Updated on: Saturday, August 08, 2009
A personal interview can be really tough unless you are aware of what you have written in your form and are clear about what you are speaking.
How do you speak so as to differentiate yourself from the thousands of aspirants who are going to be put under the same scanner?
To explain with an example.....
Interviewing Officer: 'Well, what would be your requirements if you were to join our firm?'
Candidate: 'A car with a chauffer, an apartment in the best locale of this city, a six figure salary and a personal assistant.'
Interviewing Officer: 'We’ll give you two cars with four chauffeurs, a beach facing bungalow at the heart of the city, double the salary you have asked for and two personal assistants.'
Candidate: 'Sir, are you joking?'
Interviewing Officer: 'Yes, but I didn’t start it.'
Look at the relevance of his requirements to his job. The Officer would have at least considered a request for a bigger office, higher budgets, better team etc. But the candidate is only interested in himself and thus forgets the goal! Similarly, allow your answers to be in sync with the overall objective – respected people have been known to put the common good ahead of personal gains.

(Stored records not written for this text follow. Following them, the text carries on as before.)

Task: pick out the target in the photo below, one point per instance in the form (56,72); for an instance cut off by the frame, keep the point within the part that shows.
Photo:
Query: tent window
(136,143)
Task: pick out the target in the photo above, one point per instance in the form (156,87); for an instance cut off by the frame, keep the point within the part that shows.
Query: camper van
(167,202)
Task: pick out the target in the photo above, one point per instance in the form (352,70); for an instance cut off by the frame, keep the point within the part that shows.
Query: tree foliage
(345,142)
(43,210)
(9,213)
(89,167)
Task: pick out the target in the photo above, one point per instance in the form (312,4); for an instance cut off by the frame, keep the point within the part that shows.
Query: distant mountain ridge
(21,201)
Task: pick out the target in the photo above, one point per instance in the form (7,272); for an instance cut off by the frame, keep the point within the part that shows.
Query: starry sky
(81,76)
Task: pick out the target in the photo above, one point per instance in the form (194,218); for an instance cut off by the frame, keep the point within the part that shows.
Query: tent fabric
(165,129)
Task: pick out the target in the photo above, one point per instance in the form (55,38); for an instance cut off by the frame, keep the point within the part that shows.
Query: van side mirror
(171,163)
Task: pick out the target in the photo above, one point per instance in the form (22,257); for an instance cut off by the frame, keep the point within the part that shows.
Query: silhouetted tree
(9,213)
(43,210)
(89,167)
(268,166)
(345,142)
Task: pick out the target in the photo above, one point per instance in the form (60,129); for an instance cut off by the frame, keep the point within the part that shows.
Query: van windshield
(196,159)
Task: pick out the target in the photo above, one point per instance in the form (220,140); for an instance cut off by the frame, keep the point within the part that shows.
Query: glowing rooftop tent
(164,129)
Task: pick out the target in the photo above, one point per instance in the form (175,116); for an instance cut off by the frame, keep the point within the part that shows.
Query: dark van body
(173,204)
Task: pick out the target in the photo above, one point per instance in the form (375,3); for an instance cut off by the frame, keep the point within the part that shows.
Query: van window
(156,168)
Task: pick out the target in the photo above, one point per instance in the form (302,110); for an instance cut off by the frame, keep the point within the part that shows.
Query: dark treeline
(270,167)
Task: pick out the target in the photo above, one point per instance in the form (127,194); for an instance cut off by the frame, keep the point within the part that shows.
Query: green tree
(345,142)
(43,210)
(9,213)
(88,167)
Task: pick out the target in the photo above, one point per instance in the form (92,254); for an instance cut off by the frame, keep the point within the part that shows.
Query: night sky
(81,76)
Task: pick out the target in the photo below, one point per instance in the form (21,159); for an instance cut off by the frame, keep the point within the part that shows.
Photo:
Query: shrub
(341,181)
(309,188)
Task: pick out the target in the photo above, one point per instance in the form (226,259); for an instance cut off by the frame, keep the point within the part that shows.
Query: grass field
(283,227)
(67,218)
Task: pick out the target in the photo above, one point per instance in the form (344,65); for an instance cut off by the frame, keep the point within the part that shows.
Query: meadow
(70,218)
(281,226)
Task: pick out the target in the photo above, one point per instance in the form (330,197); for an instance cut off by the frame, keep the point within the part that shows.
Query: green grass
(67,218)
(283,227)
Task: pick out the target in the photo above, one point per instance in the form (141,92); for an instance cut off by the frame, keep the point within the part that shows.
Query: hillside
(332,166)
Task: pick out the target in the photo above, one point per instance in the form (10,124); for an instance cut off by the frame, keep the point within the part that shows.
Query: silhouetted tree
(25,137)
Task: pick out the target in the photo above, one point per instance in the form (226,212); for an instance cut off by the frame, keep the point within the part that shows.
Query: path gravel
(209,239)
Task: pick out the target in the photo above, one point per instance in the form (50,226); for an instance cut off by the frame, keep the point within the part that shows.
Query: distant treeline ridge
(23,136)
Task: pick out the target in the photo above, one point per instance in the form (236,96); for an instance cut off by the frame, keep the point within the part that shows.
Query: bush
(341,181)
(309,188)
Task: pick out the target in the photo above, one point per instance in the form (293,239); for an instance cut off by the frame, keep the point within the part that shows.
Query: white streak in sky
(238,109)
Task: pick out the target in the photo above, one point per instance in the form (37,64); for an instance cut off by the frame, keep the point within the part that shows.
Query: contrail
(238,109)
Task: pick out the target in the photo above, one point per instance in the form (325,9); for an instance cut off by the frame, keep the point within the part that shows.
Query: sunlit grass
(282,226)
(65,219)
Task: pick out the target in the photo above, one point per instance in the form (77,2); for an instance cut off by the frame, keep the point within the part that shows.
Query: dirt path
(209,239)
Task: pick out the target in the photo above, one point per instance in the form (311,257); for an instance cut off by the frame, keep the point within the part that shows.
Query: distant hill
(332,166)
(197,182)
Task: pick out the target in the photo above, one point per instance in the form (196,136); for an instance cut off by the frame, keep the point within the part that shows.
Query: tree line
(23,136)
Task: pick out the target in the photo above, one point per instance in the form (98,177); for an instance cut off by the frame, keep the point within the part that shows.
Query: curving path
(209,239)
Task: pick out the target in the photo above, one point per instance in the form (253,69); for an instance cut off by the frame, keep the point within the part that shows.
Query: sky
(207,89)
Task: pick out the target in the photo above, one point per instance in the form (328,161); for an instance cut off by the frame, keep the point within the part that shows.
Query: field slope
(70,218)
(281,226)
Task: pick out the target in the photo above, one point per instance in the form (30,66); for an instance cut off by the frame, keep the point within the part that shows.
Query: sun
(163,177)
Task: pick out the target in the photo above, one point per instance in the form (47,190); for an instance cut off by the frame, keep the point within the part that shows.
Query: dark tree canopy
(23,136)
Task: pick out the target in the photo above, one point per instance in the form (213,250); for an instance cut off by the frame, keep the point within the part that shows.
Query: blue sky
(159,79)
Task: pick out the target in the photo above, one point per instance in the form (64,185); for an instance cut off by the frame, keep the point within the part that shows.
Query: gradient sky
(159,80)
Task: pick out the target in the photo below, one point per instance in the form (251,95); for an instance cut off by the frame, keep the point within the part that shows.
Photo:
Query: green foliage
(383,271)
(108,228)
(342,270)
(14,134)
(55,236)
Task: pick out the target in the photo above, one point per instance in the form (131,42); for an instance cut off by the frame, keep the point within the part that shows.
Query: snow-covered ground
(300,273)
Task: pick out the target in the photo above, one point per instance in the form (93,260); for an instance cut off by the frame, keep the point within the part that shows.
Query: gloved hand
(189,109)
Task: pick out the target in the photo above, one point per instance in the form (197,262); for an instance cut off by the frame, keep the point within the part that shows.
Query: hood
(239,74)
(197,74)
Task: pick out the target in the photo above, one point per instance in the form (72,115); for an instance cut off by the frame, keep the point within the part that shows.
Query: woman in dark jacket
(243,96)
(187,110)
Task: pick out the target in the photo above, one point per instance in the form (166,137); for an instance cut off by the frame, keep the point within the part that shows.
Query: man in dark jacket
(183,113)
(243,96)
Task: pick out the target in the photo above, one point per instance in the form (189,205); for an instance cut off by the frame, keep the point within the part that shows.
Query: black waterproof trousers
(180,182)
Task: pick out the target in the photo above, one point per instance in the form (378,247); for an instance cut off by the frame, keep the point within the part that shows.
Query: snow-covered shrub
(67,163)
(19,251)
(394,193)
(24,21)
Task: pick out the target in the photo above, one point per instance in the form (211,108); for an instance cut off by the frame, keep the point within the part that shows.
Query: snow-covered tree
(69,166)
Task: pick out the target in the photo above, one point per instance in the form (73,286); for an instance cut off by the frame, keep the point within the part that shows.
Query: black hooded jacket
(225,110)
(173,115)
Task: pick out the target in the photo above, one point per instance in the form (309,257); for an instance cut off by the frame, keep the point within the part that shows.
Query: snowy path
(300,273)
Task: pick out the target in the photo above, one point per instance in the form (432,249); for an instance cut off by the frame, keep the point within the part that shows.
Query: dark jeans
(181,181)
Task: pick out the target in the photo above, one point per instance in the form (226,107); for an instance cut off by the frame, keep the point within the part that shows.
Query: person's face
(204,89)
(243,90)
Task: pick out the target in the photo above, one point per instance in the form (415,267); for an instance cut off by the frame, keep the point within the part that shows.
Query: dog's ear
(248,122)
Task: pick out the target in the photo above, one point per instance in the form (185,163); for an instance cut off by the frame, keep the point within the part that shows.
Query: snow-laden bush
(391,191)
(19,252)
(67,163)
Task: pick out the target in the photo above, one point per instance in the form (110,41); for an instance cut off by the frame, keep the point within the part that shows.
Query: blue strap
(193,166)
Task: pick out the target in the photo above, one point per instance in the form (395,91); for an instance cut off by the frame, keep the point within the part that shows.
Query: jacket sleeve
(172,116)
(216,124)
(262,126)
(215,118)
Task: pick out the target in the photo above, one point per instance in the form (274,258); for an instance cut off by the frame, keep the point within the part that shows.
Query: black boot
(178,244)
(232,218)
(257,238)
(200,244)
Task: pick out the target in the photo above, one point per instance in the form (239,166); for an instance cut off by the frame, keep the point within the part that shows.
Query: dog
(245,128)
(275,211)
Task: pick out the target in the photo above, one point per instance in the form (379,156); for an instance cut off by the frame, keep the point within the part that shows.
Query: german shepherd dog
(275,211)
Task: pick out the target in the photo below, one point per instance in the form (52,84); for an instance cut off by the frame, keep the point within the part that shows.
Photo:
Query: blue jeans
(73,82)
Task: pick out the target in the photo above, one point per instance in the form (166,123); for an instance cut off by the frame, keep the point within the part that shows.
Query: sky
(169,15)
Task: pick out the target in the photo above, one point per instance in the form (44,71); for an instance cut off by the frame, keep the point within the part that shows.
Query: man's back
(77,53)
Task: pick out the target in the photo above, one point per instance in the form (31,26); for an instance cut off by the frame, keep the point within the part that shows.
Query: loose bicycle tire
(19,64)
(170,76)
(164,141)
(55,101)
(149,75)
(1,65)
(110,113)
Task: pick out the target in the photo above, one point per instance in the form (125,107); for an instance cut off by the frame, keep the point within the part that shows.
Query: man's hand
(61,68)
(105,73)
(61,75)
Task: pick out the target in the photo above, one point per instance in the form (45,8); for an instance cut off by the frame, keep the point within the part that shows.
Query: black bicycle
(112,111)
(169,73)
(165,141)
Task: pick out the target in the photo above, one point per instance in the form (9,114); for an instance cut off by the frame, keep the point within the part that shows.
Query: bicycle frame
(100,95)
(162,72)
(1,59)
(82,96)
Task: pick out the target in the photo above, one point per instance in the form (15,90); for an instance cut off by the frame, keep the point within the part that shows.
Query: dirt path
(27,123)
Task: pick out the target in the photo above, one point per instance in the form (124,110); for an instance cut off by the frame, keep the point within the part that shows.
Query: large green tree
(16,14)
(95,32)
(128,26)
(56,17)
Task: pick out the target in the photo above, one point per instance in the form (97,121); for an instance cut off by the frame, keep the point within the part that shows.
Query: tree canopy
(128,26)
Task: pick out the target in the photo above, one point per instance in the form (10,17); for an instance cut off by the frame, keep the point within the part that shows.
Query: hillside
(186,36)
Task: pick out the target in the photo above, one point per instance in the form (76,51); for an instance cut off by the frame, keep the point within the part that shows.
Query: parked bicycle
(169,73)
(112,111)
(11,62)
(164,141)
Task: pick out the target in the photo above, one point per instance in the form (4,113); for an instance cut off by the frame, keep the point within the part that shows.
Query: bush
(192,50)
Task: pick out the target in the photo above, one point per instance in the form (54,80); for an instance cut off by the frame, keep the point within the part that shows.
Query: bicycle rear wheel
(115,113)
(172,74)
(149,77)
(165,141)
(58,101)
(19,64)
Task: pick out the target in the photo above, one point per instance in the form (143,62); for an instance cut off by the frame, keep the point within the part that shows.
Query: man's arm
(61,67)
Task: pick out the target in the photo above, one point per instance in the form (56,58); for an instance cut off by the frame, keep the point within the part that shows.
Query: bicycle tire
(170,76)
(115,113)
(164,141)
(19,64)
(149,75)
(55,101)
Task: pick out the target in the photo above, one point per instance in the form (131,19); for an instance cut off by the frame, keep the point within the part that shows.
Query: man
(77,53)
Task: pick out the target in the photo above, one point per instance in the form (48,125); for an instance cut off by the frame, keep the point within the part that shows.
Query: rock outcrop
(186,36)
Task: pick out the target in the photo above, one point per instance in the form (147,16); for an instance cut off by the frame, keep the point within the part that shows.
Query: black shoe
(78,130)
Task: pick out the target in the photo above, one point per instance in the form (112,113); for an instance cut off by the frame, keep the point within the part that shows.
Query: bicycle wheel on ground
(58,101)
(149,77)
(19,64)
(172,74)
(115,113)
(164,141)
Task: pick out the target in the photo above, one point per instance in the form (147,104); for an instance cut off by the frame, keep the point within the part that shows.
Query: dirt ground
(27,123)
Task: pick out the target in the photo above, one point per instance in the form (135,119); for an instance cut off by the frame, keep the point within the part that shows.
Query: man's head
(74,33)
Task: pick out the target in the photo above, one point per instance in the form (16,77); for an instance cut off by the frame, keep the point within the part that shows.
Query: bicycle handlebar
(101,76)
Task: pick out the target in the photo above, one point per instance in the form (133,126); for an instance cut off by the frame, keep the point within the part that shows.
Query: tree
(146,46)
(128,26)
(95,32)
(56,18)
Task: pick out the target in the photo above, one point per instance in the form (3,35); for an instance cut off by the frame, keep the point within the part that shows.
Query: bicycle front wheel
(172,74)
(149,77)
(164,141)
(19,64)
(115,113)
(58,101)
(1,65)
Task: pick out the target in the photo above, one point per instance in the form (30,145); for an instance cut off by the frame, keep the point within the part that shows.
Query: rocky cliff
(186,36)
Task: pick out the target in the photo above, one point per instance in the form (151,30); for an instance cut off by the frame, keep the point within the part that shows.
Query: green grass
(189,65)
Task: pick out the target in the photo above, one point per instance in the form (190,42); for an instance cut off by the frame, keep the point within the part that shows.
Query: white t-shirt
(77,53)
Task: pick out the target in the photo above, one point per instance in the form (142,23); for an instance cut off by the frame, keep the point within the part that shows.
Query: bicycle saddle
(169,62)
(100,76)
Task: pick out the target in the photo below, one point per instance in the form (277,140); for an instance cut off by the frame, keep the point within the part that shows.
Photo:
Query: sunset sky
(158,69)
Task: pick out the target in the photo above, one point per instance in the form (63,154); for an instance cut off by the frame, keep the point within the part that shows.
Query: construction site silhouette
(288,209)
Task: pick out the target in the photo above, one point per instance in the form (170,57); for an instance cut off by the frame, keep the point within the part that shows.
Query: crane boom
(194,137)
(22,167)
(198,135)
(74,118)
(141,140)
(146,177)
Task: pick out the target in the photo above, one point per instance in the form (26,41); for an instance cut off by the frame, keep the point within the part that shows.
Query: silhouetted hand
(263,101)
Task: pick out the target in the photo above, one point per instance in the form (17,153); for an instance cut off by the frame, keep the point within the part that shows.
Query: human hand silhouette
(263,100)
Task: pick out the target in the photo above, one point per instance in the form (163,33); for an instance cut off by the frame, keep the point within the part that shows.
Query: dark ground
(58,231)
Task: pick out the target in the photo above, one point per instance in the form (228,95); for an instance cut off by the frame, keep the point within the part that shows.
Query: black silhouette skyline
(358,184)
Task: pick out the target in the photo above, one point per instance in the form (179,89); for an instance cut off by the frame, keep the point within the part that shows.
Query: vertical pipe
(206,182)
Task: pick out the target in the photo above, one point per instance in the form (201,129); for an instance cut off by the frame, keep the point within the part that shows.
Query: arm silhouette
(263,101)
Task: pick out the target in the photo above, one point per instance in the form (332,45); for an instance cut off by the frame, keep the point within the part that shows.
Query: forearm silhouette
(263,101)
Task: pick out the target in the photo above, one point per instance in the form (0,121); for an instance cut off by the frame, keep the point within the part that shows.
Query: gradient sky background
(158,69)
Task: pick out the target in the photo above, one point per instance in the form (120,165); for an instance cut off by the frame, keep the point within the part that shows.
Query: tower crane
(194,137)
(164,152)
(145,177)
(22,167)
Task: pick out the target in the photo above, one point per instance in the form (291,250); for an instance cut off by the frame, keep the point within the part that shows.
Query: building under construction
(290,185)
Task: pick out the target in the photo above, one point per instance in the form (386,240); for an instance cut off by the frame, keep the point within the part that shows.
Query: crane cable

Take some time to answer – if you start rattling off as soon as the interviewer stops, it means either you know the answer by heart or your are going to garble some junk. Take a few micro seconds to understand the following: The question itself and the context in which the question is asked. Often, the line of discussion preceding the question dictates the context of the current question and it is better to understand and answer – especially when there are no points for answering quickly. But long pauses characterised with umms, aahs & oohs are no-nos as well.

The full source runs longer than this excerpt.